Chapter_8 :Automated Data Collection in R

Problem_3

Copy the introductory example. The vector name stores the extracted names.

#R> name
     #[1] "Moe Szyslak"       "Burns, C. Montgomery" "Rev. Timothy Lovejoy"
     #[4] "Ned Flanders"      "Simpson, Homer"       "Dr. Julius Hibbert"

a. Use the tools of this chapter to rearrange the vector so that all elements conform to the standard first_name last_name.

# we create a variable to store the raw data given in the problem
library(stringr)
raw.data <-"555-1239Moe Szyslak(636) 555-0113Burns, C. Montgomery555-6542Rev. Timothy Lovejoy555 8904Ned Flanders636-555-3226Simpson, Homer5553642Dr. Julius Hibbert"

raw.data

## [1] "555-1239Moe Szyslak(636) 555-0113Burns, C. Montgomery555-6542Rev. Timothy Lovejoy555 8904Ned Flanders636-555-3226Simpson, Homer5553642Dr. Julius Hibbert"
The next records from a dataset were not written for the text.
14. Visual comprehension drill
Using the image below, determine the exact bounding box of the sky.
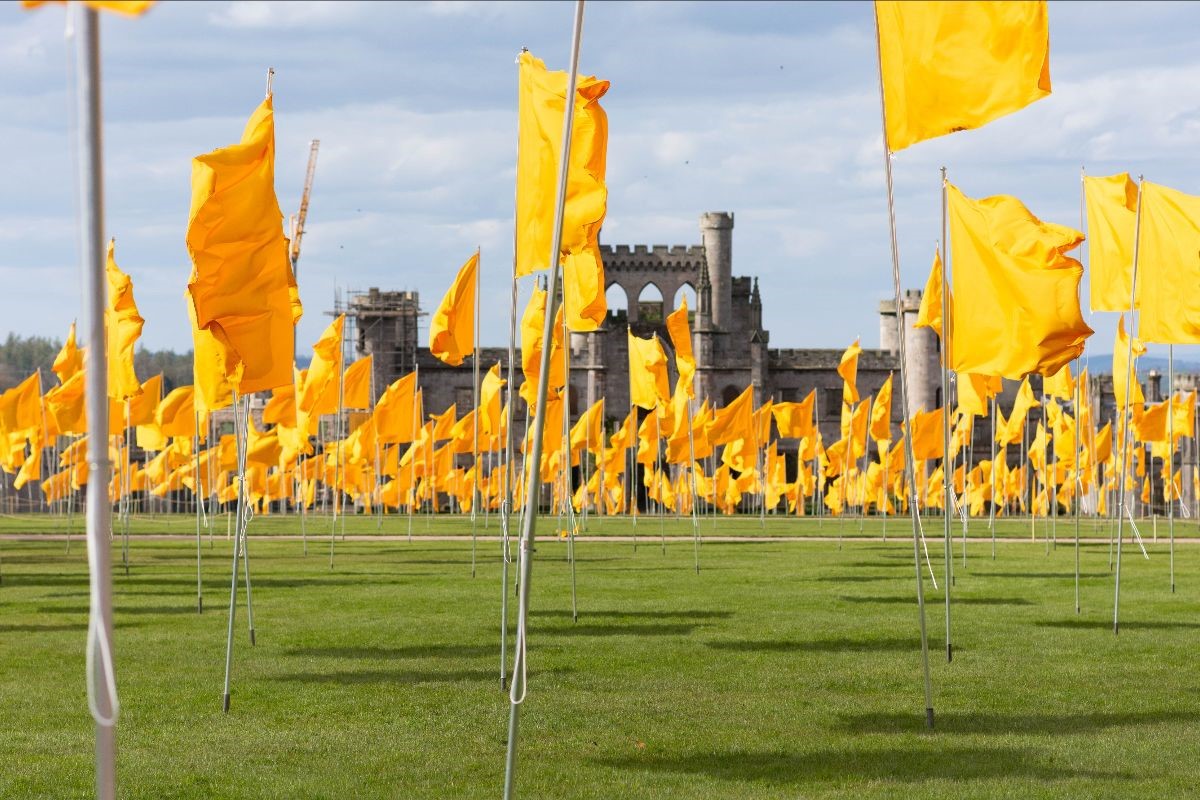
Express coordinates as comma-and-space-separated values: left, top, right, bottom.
0, 0, 1200, 371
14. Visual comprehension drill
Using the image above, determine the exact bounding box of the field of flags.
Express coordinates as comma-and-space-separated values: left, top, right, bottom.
7, 0, 1200, 796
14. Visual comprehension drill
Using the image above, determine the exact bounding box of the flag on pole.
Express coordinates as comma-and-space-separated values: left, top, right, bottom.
516, 52, 608, 331
875, 0, 1050, 152
946, 184, 1093, 380
187, 95, 301, 395
1084, 173, 1140, 311
430, 252, 479, 367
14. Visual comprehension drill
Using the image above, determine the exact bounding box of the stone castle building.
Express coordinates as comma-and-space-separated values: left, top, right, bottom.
344, 212, 941, 450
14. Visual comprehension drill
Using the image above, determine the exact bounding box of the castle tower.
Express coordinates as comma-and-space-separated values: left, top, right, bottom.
700, 211, 733, 330
880, 289, 942, 414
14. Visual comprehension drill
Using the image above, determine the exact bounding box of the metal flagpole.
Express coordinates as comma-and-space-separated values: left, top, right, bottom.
68, 2, 120, 800
1166, 344, 1175, 595
470, 247, 482, 578
329, 324, 346, 570
1112, 175, 1144, 634
941, 167, 954, 663
875, 10, 949, 728
504, 0, 583, 800
192, 410, 204, 614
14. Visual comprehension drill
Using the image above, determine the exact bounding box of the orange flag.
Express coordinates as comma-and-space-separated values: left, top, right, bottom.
430, 251, 479, 367
187, 96, 301, 395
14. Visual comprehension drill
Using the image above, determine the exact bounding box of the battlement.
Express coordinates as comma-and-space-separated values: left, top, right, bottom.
600, 245, 704, 272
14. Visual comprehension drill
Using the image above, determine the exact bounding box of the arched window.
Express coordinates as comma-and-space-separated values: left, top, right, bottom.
637, 281, 664, 324
605, 283, 629, 324
672, 283, 700, 323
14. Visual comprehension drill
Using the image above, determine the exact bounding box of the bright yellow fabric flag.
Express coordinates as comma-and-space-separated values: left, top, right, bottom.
1112, 314, 1146, 409
518, 287, 566, 409
946, 185, 1093, 380
296, 314, 346, 420
871, 373, 892, 445
1084, 173, 1141, 311
838, 339, 863, 403
704, 385, 754, 445
667, 296, 696, 397
1138, 181, 1200, 344
912, 408, 946, 461
430, 252, 479, 367
374, 372, 420, 444
155, 386, 196, 439
104, 239, 145, 399
187, 96, 300, 395
628, 331, 671, 409
875, 0, 1050, 152
50, 323, 83, 384
912, 248, 944, 338
516, 53, 608, 331
342, 355, 371, 408
20, 0, 157, 17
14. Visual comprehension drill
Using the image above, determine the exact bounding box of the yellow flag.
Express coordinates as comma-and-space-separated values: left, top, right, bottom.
875, 0, 1050, 152
342, 355, 371, 408
50, 323, 83, 384
912, 248, 944, 338
430, 252, 479, 367
298, 314, 346, 419
667, 296, 696, 397
947, 185, 1093, 380
629, 331, 671, 409
1084, 173, 1141, 311
704, 385, 754, 445
520, 287, 566, 409
1138, 181, 1200, 344
1112, 314, 1146, 409
871, 374, 892, 445
516, 53, 608, 331
187, 96, 300, 395
20, 0, 156, 17
838, 339, 863, 403
104, 240, 145, 399
912, 408, 946, 461
374, 372, 420, 444
155, 386, 196, 439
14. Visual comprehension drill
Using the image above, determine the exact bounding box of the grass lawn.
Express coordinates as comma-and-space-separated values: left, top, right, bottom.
0, 517, 1200, 800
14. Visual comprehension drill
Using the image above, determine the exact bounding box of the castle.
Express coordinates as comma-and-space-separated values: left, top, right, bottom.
344, 212, 941, 450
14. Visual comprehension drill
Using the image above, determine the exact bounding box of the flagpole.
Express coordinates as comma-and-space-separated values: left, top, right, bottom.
68, 4, 120, 800
875, 9, 931, 728
1112, 175, 1144, 634
504, 0, 583, 800
940, 167, 954, 663
192, 408, 204, 614
1166, 344, 1175, 595
470, 247, 482, 578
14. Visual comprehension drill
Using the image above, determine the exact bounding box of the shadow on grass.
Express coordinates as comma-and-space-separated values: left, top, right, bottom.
538, 613, 698, 636
283, 644, 499, 661
1038, 619, 1200, 632
838, 594, 1034, 606
596, 748, 1118, 796
974, 570, 1112, 581
704, 638, 931, 652
529, 608, 733, 620
836, 711, 1200, 735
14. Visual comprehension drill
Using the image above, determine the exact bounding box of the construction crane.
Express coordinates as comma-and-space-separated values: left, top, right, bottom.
289, 139, 320, 277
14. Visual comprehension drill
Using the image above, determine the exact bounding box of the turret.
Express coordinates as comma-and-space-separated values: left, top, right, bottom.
700, 211, 733, 330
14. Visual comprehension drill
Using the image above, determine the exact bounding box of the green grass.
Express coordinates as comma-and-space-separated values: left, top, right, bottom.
0, 519, 1200, 799
0, 511, 1200, 542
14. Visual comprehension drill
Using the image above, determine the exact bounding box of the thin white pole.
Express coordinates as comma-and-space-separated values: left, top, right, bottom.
70, 2, 120, 800
875, 6, 931, 728
1112, 175, 1144, 636
504, 0, 583, 800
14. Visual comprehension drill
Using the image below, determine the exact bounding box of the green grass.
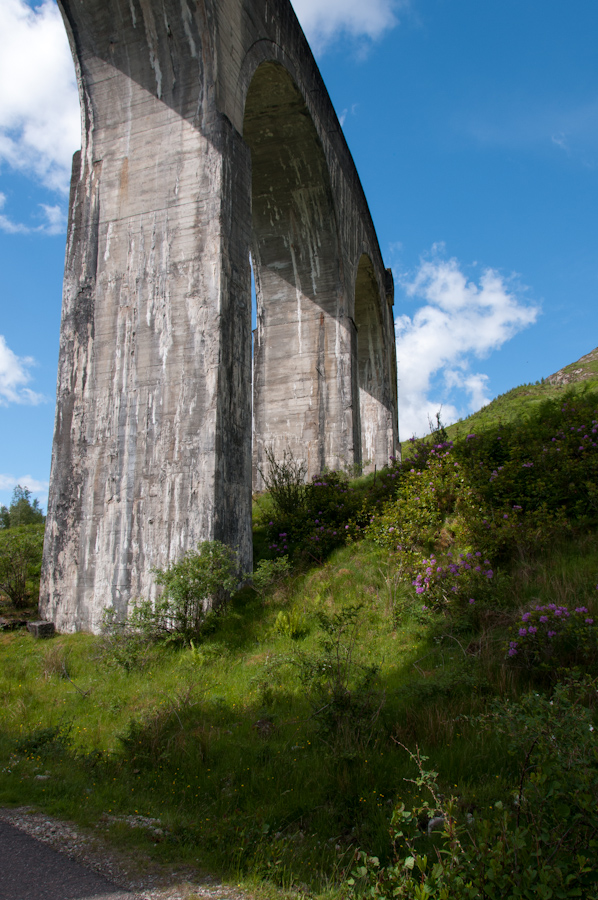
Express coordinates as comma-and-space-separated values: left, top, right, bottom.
0, 535, 598, 891
402, 350, 598, 456
0, 368, 598, 893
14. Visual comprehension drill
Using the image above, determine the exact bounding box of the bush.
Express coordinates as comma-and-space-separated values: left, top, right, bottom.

# 1. we need to extract the alphabetic characters, we use [[:alpha:]., ]
# 2. we add a qualifier to impose the restriction that contents of the character class have to be matched at least twice to be considered a match. 
names <- unlist(str_extract_all(raw.data, "[[:alpha:]., ]{2,}"))
names

## [1] "Moe Szyslak"          "Burns, C. Montgomery" "Rev. Timothy Lovejoy"
## [4] "Ned Flanders"         "Simpson, Homer"       "Dr. Julius Hibbert"

# check if names is df
is.data.frame(names)

## [1] FALSE

# convert names to dataframe vector
require(devtools)

## Loading required package: devtools

## Loading required package: usethis

library(kableExtra)

names_df <- as.data.frame(names)
names_df %>% kable() %>% kable_styling(bootstrap_options = c("striped", "hover", "condensed", "responsive")) %>% scroll_box(width="100%",height="300px")

names
Moe Szyslak
Burns, C. Montgomery
Rev. Timothy Lovejoy
Ned Flanders
Simpson, Homer
Dr. Julius Hibbert

# split the name into 2 columns on , character
splits <- str_split_fixed(names_df$names, ",", 2)

splits

##      [,1]                   [,2]            
## [1,] "Moe Szyslak"          ""              
## [2,] "Burns"                " C. Montgomery"
## [3,] "Rev. Timothy Lovejoy" ""              
## [4,] "Ned Flanders"         ""              
## [5,] "Simpson"              " Homer"        
## [6,] "Dr. Julius Hibbert"   ""

# rejoin the 2 columns to get proper names plus reverse the order of the columns to get proper first and last name
names_df <- paste(splits[,2], splits[,1], sep = ' ')
names_df %>% kable() %>% kable_styling(bootstrap_options = c("striped", "hover", "condensed", "responsive")) %>% scroll_box(width="100%",height="300px")

x
Moe Szyslak
C. Montgomery Burns
Rev. Timothy Lovejoy
Ned Flanders
Homer Simpson
Dr. Julius Hibbert

b. Construct a logical vector indicating whether a character has a title (i.e., Rev. and Dr.).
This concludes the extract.